Using light as therapy

For those who think they may be experiencing SAD, experts say a professional diagnosis is a crucial first step toward treatment. 

“People should really avoid self-diagnosis,” says Rohan. “Depression is a serious mental health problem, so it’s best to leave it to trained professionals.” 

Sitting in front of a bright box of light is one of the most common treatments for SAD. Experts say the key is to look for light boxes that provide light equalling 10,000 lux, a measure of brightness. 

“10,000 lux is like being outside on a summer day in July. It’s a lot of light,” says Desan. 

Be wary of the box’s size, he notes. A light box that’s too small can fail to deliver the adequate amount of light treatment. 

(His clinic’s website lists vetted boxes.) 

Experts recommend sitting in front of light boxes for about 30 minutes and usually first thing in the morning, to help signal to the body that it’s time to wake up. This treatment can improve mood the day it’s used. The only drawback to light boxes, notes Rohan, is that they only work on the day that you use them, so they need to be used daily. 

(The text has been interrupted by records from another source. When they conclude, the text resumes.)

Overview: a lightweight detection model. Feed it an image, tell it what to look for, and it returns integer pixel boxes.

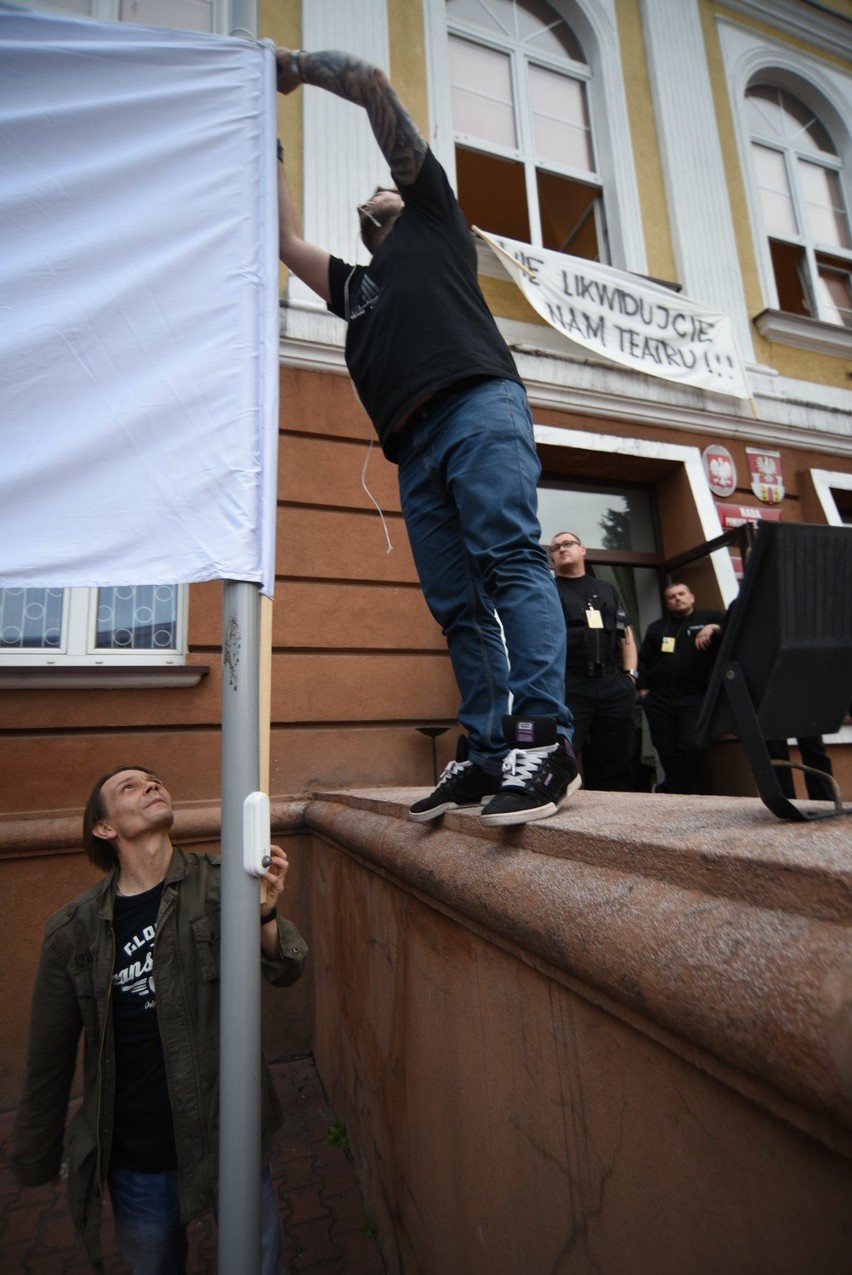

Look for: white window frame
[423,0,648,274]
[446,12,610,255]
[0,584,189,668]
[717,18,852,356]
[746,82,852,323]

Talk therapy and lifestyle changes

One treatment that may have longer lasting benefits is Cognitive Behavioral Therapy (CBT), a form of talk therapy Rohan endorses for treating SAD. 

“Negative thinking tends to breed negative emotions, and we want to change those into slightly less negative, more neutral thoughts,” she says of the CBT approach. For example, “I hate winter,” might be reframed as, “winter isn’t my favorite season, but I still find things to enjoy.”

Finding wintertime hobbies may also help. 

“People with SAD often have hobbies and interests that are summer specific—growing gardens, beach going,” she says. Instead of hibernating under a blanket, she suggests those people find indoor hobbies to enjoy—knitting, joining a book club, or going to the gym, she suggests. 

Lifestyle changes can also be useful mental health tools, says Rosenthal. Exercising, learning ways to manage stress, or planning a sunny vacation during the winter can all help to boost your mood, he says. 

Whether using light or talk therapy, Rosenthal stresses that there’s no reason to not seek mental health treatment, even if symptoms are only present for a few months out of the year: “There are many, many strategies people can use that will help them thrive year-round.”